April 15, 2013

RecipeZ: Kale, Spinach, Broccoli and Zucchini Lasagna

I was eager to make some veggie lasagna to satisfy my "fat girl" craving - and have enough leftover for the week. I decided to make use of the green vegetables in my fridge.  Here we go:

  • Two large zucchini, sliced thinly on a mandolin
  • 1-2 heads of broccoli, chopped
  • Spinach
  • Kale
  • Whole wheat (or regular, also your choice) lasagne noodles
  • Garlic Powder
  • Oregano
  • Basil (dried herb)
  • Ricotta cheese (I used the smaller container, but probably could have gone with two of those)
  • Mozzarella cheese (I used 8 oz., but probably could have gone with more)
  • 1 egg
  • Pasta sauce - your choice! I used Bertolli Organic Olive Oil, Basil and Garlic Sauce
  • Cook noodles as directed. Please note: You don't HAVE to, as the juices from the sauce will cook the noodles in the oven later on, but I just like to be on the safe side. So, if you have the time - do it.
  • In a pan, saute spinach. When wilted, add kale and broccoli. Sauté this trio for about 15 minutes.
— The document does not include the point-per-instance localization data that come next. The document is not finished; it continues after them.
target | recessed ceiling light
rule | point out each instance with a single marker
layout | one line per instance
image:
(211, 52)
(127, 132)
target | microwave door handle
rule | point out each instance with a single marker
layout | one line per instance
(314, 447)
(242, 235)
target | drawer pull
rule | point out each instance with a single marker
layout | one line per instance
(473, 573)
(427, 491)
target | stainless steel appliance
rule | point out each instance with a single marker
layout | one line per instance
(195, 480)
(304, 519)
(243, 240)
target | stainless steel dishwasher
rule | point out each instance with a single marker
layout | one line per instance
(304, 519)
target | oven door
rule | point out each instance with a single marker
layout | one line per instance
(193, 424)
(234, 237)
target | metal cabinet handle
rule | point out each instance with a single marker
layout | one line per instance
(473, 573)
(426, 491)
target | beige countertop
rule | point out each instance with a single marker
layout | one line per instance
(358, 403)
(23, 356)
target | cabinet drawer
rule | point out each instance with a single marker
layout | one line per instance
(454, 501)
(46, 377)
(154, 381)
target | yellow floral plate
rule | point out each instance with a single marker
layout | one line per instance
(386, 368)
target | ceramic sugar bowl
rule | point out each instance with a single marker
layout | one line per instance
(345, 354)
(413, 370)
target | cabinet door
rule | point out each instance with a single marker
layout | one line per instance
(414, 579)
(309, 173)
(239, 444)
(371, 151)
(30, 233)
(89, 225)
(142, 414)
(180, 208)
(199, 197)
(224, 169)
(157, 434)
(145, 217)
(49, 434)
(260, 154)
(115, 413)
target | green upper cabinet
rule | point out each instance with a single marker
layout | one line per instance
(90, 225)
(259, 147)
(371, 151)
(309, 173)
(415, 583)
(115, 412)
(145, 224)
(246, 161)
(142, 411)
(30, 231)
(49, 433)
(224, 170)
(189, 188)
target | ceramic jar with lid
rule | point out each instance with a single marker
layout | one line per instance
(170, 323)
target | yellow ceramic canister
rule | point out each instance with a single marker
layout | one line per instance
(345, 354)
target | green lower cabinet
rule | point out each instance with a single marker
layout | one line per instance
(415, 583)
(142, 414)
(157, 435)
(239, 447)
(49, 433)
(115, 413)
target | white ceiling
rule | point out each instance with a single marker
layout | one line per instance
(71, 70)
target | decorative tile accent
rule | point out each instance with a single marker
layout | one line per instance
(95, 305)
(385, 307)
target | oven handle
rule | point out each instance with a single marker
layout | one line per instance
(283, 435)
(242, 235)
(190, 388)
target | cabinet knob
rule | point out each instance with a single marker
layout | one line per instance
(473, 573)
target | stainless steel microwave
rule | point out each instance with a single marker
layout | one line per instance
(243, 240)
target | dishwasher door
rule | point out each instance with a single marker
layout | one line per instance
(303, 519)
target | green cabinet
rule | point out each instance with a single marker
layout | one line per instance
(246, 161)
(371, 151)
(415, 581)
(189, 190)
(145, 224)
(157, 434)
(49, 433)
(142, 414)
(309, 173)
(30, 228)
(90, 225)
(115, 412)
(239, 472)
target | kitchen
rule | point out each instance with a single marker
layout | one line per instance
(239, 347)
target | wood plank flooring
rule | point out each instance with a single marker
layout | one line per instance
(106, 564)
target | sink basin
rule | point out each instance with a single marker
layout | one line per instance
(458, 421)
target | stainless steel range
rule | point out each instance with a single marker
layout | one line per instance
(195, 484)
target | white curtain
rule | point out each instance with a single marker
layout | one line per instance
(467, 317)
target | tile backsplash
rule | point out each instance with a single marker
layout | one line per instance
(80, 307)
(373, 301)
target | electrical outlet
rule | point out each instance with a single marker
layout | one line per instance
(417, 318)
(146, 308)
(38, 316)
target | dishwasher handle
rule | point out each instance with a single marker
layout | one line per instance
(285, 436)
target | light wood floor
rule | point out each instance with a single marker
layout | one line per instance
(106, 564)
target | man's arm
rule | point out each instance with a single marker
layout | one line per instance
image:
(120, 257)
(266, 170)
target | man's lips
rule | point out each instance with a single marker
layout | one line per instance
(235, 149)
In the meantime, do steps 3 and 4.
      Kale, Broccoli, Spinach in the sauté pan
  • Meanwhile, mix together one egg, ricotta cheese and mozzarella cheese (leaving some mozzerella to top off for later).
  • Thinly slice (use mandolin if you have one) zucchini and set aside.
    Thinly sliced zucchini
  • Now, add pasta sauce to the veggies in the pan. Sprinkle with a ZING of basil, oregano, garlic powder.
Veggies in saute pan with sauce
  • After about 10 minutes, you're ready to begin the assembly process! At this point, you already took out the cooked lasagna noodles, and have a separate bowl for the cheese mixture and zucchini slices.
  • Start with some sauce at the bottom of the pan, and then put on the lasagna slices. Afterwards, put on the cheese mixture, zucchini slices, then more sauce. Repeat.
Layering the lasagna

Layering the lasagna

  •  At the end, it should look like this.

  •  Cover the pan with foil and bake at 375 for about 45 minutes.